The maximum housing rehabilitation assistance will be cut by two-thirds.
By HAROLD GWIN
VINDICATOR SHARON BUREAU
SHARON, Pa. -- The implementation of federal lead-based paint control regulations has prompted the city to sharply reduce the scope of its housing rehabilitation program.
The city uses federal Community Development Block Grant funds to provide grants and loans for low- and moderate-income homeowners to fix up their properties.

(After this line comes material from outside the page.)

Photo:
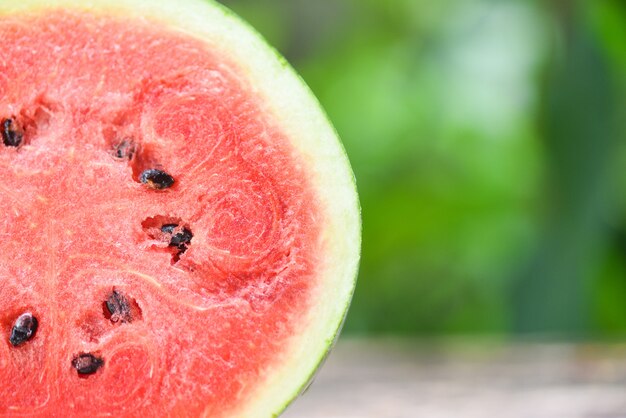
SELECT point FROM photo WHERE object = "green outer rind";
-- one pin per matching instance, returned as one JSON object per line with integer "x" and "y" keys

A single person earning up to $21,950 a year is eligible, and that amount increases by about $3,000 for each additional household member.

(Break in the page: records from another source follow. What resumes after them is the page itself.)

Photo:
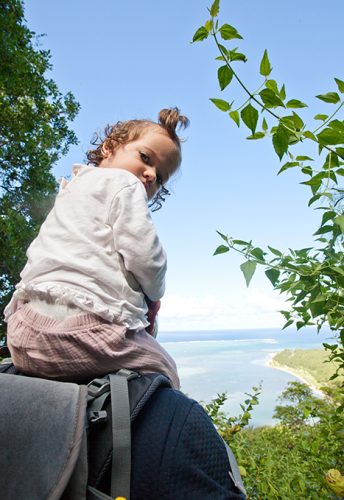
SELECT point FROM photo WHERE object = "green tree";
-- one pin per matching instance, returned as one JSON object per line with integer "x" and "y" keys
{"x": 302, "y": 406}
{"x": 312, "y": 278}
{"x": 34, "y": 133}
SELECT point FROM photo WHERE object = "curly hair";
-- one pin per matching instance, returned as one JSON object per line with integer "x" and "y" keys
{"x": 121, "y": 133}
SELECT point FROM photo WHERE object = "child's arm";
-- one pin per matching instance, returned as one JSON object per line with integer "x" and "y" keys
{"x": 153, "y": 309}
{"x": 136, "y": 240}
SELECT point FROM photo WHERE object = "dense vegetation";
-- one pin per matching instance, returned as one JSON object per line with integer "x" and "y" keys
{"x": 312, "y": 278}
{"x": 34, "y": 133}
{"x": 292, "y": 459}
{"x": 302, "y": 457}
{"x": 311, "y": 364}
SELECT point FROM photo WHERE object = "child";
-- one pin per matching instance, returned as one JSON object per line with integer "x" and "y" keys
{"x": 80, "y": 309}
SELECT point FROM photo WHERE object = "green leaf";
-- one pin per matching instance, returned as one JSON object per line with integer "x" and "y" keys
{"x": 221, "y": 104}
{"x": 270, "y": 99}
{"x": 286, "y": 166}
{"x": 236, "y": 56}
{"x": 314, "y": 198}
{"x": 340, "y": 85}
{"x": 273, "y": 275}
{"x": 201, "y": 34}
{"x": 209, "y": 25}
{"x": 340, "y": 222}
{"x": 323, "y": 230}
{"x": 235, "y": 117}
{"x": 225, "y": 75}
{"x": 331, "y": 97}
{"x": 275, "y": 251}
{"x": 248, "y": 268}
{"x": 280, "y": 141}
{"x": 321, "y": 117}
{"x": 330, "y": 136}
{"x": 303, "y": 158}
{"x": 241, "y": 243}
{"x": 282, "y": 93}
{"x": 309, "y": 135}
{"x": 215, "y": 8}
{"x": 272, "y": 85}
{"x": 258, "y": 253}
{"x": 221, "y": 249}
{"x": 265, "y": 66}
{"x": 249, "y": 116}
{"x": 256, "y": 136}
{"x": 228, "y": 32}
{"x": 295, "y": 103}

Must comply: Using federal money means the city must comply with the lead-based paint regulations put into place by the U.S. Department of Housing & amp; Urban Development in 1998, said Rosette Fisher, deputy director of the Sharon Community Development Department.
The city got three time extensions from HUD to come up with a lead-based paint program, but the last one expires Thursday and the federal agency won't grant any more, Fisher said.
The federal regulation stipulates that any housing rehabilitation work costing more than $5,000 must include lead-based paint abatement work, if lead-based paint is present in the house.
Most have it: Most homes built before 1975 have lead-based paint and nearly all of Sharon's houses were built before then, Fisher said.
Sharon has been providing a combination of grants and loans totaling as much as $15,000 for individual housing rehabilitation projects.
With an annual budget of about $300,000, the program has been able to rehabilitate about 40 homes a year, Fisher said.
However, lead-based paint abatement can be very expensive, requiring special training for workers and disposal of materials, and adding that component to the housing rehabilitation program could easily boost the cost to $30,000 or more per house, she said.
Further, if the lead-based paint abatement takes more than five days, the city would have to pick up the tab of putting the residents in temporary housing, she said.
That would reduce the number of homes being rehabilitated each year to about a dozen, Fisher said.
Rather than spend all of its money on a few homes, the city has opted to reduce the scope of its program, she said, explaining that Sharon will limit its assistance to a maximum of $5,000 per project.
Loan offer: That money will be available in the form of an interest-free loan that can be paid back over 20 years.
Under the old program, the city required that any house receiving rehabilitation assistance have a complete inspection and be brought up to all building and safety codes followed by Sharon.
That won't be required under the new program, Fisher said.
Instead, the $5,000 will probably be just enough to cover basic housing emergencies such as furnace replacements and maybe roof replacements, she said.
Hot water heaters, waterlines, electrical work and miscellaneous repairs to eliminate emergency dangerous or unhealthful situations will also be eligible.
New windows and siding were popular under the old program but probably won't be available in the new one, Fisher said.
The city can't escape the lead-based paint regulations entirely, however.
Fisher said HUD will still require Sharon to do a lead-based paint analysis of every house in its program and will still require abatement work to be done in the specific areas where rehabilitation work is being done.
Deferred loan: To help meet that cost, the program will offer the homeowner a "deferred" loan of up to $10,000 that will be forgiven at the rate of 20 percent per year as long as the homeowner still lives in the structure. That money must be used for correcting lead-based paint problems only, she said.
The catch is that any homeowner whose house is in need of lead-based paint abatement must take the deferred loan to fix that problem to get the $5,000 rehabilitation loan, Fisher said.
Sharon's program has rehabilitated 600 houses in its 20 years and has a waiting list of about 20 homes.
Those on the waiting list have indicated they are still interested in the assistance, despite the reduction in scope, Fisher said.
New homes: The city is also shifting some of its CDBG funds away from housing rehabilitation and into home construction this year, she said.
The CDBG budget showed $140,000 earmarked for the construction of two new homes on city-owned lots, making them available only to low- and moderate-income buyers.
Sharon will have to form a partnership with a local housing assistance agency as well as set up a mortgage program through a local bank before the home-building effort is ready to go, Fisher said.